I blink. “You kept that?”

“Yeah.” His voice softens. “You wrote it the day my mom left for Africa. I was pretending I was fine, but you saw right through me. You always did.”

My throat closes. I can see it so clearly now—the scrawny boy in the too-big hoodie, trying to act brave when he felt abandoned. I’d pressed that note into his hand at the bus stop. He’d smiled like I’d handed him the moon.

He still looks at me that way.

“You were the only person who ever made me feel like I was enough,” he says. “Even before I was good at anything. Before anyone knew my name.”

I swallow hard. “You’ve always been enough, Camden. You didn’t need to prove that to me.”

“I know. But I wanted to prove it to you.”

There it is—that sincerity that disarms me every single time. My heart clenches painfully. He’s sitting here, looking at me like I hung the stars, and all I can think is how unfair it feels to be this happy when I know I’m going to break his heart.

He deserves someone uncomplicated. Someone who isn’t carrying a thousand pounds of grief and guilt and unfinished business with a ghost. I know how much he wants a wife and children of his own. Roots. And I wouldn’t even know how to be a mother.

“I don’t deserve this,” I whisper before I can stop myself.

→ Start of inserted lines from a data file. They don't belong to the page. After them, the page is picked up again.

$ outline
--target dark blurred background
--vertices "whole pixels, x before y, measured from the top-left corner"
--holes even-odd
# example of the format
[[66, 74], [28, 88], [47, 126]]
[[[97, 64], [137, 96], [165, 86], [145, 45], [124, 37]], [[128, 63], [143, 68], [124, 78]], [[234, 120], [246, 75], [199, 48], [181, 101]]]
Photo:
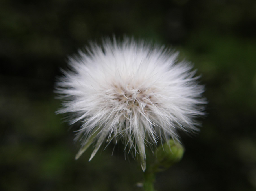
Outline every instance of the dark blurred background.
[[156, 188], [256, 190], [256, 1], [1, 0], [0, 18], [0, 190], [142, 190], [121, 146], [75, 160], [74, 129], [54, 113], [67, 55], [114, 34], [175, 48], [205, 85], [201, 132], [181, 135], [183, 159]]

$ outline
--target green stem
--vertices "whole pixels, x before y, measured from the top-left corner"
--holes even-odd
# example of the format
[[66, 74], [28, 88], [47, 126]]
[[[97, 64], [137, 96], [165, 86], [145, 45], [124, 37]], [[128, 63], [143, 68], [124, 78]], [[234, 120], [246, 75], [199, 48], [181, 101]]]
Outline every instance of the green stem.
[[144, 183], [143, 187], [145, 191], [155, 191], [154, 189], [155, 175], [152, 171], [146, 170], [144, 173]]

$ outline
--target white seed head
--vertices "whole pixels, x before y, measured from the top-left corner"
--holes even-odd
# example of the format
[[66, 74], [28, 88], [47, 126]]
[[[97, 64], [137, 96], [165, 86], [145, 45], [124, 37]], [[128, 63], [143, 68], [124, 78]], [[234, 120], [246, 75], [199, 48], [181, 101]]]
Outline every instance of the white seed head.
[[138, 153], [144, 170], [145, 145], [178, 140], [178, 129], [198, 130], [204, 87], [177, 52], [128, 38], [91, 44], [86, 52], [69, 58], [71, 70], [63, 71], [56, 89], [63, 100], [57, 113], [71, 113], [71, 124], [81, 123], [76, 158], [93, 143], [90, 160], [103, 142], [120, 140], [128, 152]]

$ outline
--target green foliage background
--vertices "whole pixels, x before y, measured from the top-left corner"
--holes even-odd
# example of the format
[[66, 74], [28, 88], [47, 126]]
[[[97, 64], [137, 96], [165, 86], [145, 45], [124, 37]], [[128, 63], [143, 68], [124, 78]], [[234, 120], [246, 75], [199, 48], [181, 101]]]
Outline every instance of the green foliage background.
[[0, 190], [141, 190], [139, 165], [114, 144], [88, 162], [53, 93], [60, 67], [88, 41], [124, 34], [194, 63], [208, 114], [159, 191], [256, 189], [256, 1], [1, 0]]

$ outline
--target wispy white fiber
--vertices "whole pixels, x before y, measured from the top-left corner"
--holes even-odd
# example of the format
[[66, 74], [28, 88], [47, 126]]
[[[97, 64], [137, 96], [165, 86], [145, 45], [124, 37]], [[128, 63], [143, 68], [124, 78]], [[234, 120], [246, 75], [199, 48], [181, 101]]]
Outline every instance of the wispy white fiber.
[[204, 87], [192, 65], [178, 62], [178, 53], [164, 47], [125, 39], [91, 44], [69, 58], [71, 69], [57, 84], [63, 100], [58, 113], [71, 113], [71, 124], [81, 124], [76, 139], [82, 147], [121, 140], [135, 151], [146, 168], [145, 147], [170, 138], [178, 129], [193, 132], [204, 114]]

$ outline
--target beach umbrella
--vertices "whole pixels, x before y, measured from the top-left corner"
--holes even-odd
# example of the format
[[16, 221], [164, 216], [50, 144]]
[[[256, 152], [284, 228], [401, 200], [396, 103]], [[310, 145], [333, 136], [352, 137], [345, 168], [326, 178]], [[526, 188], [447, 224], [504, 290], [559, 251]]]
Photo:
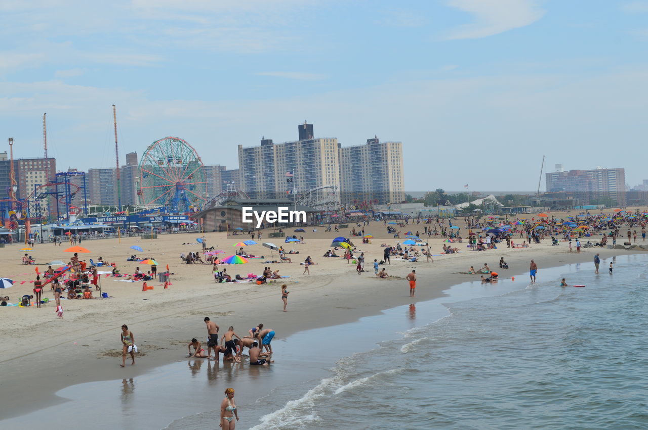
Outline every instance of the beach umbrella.
[[220, 262], [226, 264], [243, 264], [248, 263], [248, 260], [240, 255], [230, 255], [226, 257]]
[[67, 250], [64, 250], [64, 252], [90, 252], [85, 248], [81, 246], [71, 246]]

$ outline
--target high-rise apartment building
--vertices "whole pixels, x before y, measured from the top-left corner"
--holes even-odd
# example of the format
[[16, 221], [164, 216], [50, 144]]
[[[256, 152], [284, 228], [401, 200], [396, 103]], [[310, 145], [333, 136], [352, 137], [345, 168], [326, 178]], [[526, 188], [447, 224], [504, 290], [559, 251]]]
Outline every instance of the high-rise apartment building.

He flexes his jaw. “What do you mean?”

“This.” I gesture to the box, to him, to everything. “You’ve been collecting me like memories, Cam, and I don’t even know who I am half the time. You think you love me, but you don’t see all the ways I’ll disappoint you.”

He looks at me for a long moment, unreadable, then reaches over and slides the box aside so there’s nothing between us. “Dot,” he says quietly, “you’re not something I collected. You’re someone I chose. And I keep choosing you. Every damn day.”

A low twinge hits my belly. He means it—I can feel it in my bones.

And that terrifies me more than anything.

I want to tell him not to say things like that. Not when his words feel like a promise I don’t know how to keep.

But I can’t look away. His eyes are steady, steady in a way that makes me feel like I’ve been spinning for years, and he’s the only thing holding me still.

“Camden…” My voice trembles. “Don’t.”

“Don’t what?” He leans in a little, resting one hand on the floor. “Don’t tell you the truth?”

“No. Don’t make it harder to—” I stop myself before I say leave. Before I ruin this.

He tilts his head. “Harder to what?”

I shake my head. “You don’t understand. You’ve had this perfect life. You’ve always known what you wanted and gone after it. But I’m…” I suck in a breath, trying to explain the ache that never seems to go away. “I’m broken in ways you can’t fix. You’ll get tired of trying.”